For an episode of the NPR podcast Fresh Air, Terry Gross interviews Thomas Laqueur, author of Solitary Sex: A Cultural History of Masturbation. Click here to learn more about the book. Click here to listen to the interview. An excerpt appears below:

“On why he wrote Solitary Sex, a book about the taboo of masturbation

I can give you two reasons. The more general reason, and the reason that ties these two books together, is that a bunch of my work in the last 20 or 30 years and my interest is how humans give meaning to their bodies.

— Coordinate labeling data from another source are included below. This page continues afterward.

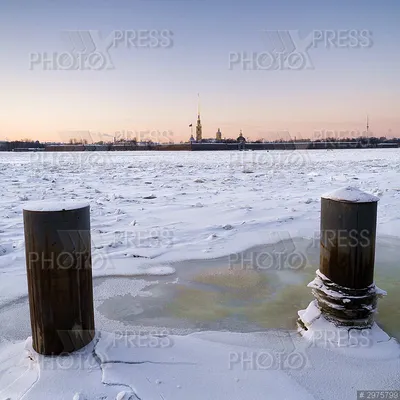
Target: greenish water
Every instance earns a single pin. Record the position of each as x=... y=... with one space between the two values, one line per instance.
x=248 y=292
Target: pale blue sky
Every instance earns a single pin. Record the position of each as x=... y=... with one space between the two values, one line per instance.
x=156 y=89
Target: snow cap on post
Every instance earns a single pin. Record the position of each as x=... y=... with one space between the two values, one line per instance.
x=350 y=195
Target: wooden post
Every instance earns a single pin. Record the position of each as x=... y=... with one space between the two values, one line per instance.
x=344 y=287
x=59 y=271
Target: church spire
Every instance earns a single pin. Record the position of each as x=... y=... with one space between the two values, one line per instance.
x=199 y=128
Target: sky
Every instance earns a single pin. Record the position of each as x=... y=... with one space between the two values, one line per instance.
x=285 y=68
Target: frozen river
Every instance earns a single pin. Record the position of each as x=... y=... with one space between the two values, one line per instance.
x=193 y=242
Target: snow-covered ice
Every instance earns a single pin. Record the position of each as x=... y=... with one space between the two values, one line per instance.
x=151 y=210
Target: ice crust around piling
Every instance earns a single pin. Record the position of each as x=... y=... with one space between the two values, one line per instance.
x=51 y=206
x=351 y=195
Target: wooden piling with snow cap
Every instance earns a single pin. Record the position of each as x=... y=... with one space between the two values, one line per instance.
x=344 y=286
x=59 y=272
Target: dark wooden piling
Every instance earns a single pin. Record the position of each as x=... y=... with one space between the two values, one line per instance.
x=59 y=271
x=344 y=287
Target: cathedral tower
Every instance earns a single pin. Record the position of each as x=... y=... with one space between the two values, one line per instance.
x=199 y=129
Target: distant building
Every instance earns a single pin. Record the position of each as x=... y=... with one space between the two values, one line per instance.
x=199 y=129
x=241 y=138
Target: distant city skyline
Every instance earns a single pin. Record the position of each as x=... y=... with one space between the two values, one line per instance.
x=155 y=57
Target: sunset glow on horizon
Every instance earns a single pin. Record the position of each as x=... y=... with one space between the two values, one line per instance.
x=156 y=56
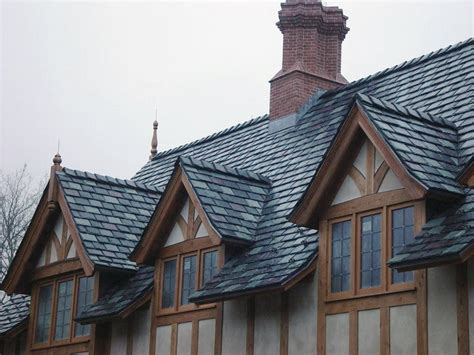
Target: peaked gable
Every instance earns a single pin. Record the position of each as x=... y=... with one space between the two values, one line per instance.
x=204 y=199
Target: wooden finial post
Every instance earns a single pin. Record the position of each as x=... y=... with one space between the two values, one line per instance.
x=154 y=139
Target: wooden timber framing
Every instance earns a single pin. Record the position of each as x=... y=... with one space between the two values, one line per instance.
x=335 y=167
x=462 y=309
x=382 y=299
x=250 y=326
x=284 y=324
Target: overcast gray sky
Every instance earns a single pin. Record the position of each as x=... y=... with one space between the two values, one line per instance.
x=92 y=73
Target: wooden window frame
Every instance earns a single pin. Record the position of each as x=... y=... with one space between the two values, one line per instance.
x=71 y=339
x=355 y=216
x=179 y=257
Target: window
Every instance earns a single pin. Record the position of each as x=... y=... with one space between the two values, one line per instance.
x=169 y=284
x=189 y=278
x=181 y=276
x=370 y=251
x=210 y=266
x=63 y=311
x=56 y=303
x=341 y=256
x=85 y=296
x=43 y=315
x=402 y=233
x=359 y=247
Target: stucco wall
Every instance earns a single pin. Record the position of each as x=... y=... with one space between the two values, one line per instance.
x=470 y=278
x=267 y=324
x=163 y=340
x=141 y=332
x=403 y=330
x=302 y=317
x=337 y=334
x=118 y=342
x=369 y=331
x=206 y=340
x=234 y=327
x=442 y=315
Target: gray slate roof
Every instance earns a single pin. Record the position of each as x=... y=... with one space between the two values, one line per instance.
x=14 y=312
x=425 y=144
x=440 y=84
x=110 y=214
x=231 y=198
x=120 y=296
x=445 y=238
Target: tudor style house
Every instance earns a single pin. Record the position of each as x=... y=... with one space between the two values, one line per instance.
x=340 y=223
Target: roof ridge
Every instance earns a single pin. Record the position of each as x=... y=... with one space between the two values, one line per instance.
x=406 y=111
x=238 y=172
x=217 y=134
x=110 y=179
x=404 y=65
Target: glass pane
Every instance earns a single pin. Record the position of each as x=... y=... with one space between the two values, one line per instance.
x=169 y=284
x=84 y=299
x=370 y=251
x=402 y=234
x=210 y=265
x=189 y=278
x=340 y=256
x=63 y=312
x=43 y=316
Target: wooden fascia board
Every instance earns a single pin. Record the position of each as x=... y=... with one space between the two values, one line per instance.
x=150 y=241
x=213 y=233
x=22 y=259
x=86 y=263
x=315 y=200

And so a taboo against solitary sex and, at a very different level, giving meaning to a dead body are part of the same project. But the specific historical reason I was interested in this is that it was puzzling. That is to say, all of a sudden, in the 18th century, and then dramatically more in the 19th, doctors and religious people, but also secular people and educators, all began to think that solitary sex came to be called ‘masturbation.’ … It was morally awful, but it was also dangerous, it was medically dangerous, so I thought, ‘Really?’ … I actually nailed when [that notion] started. It started in 1712 with a little pamphlet — that was a remarkable fact. So I became interested in exploring how is this possible, how [does] a taboo that everyone now knows about come into being, when 300 years ago no one would’ve given it any thought?”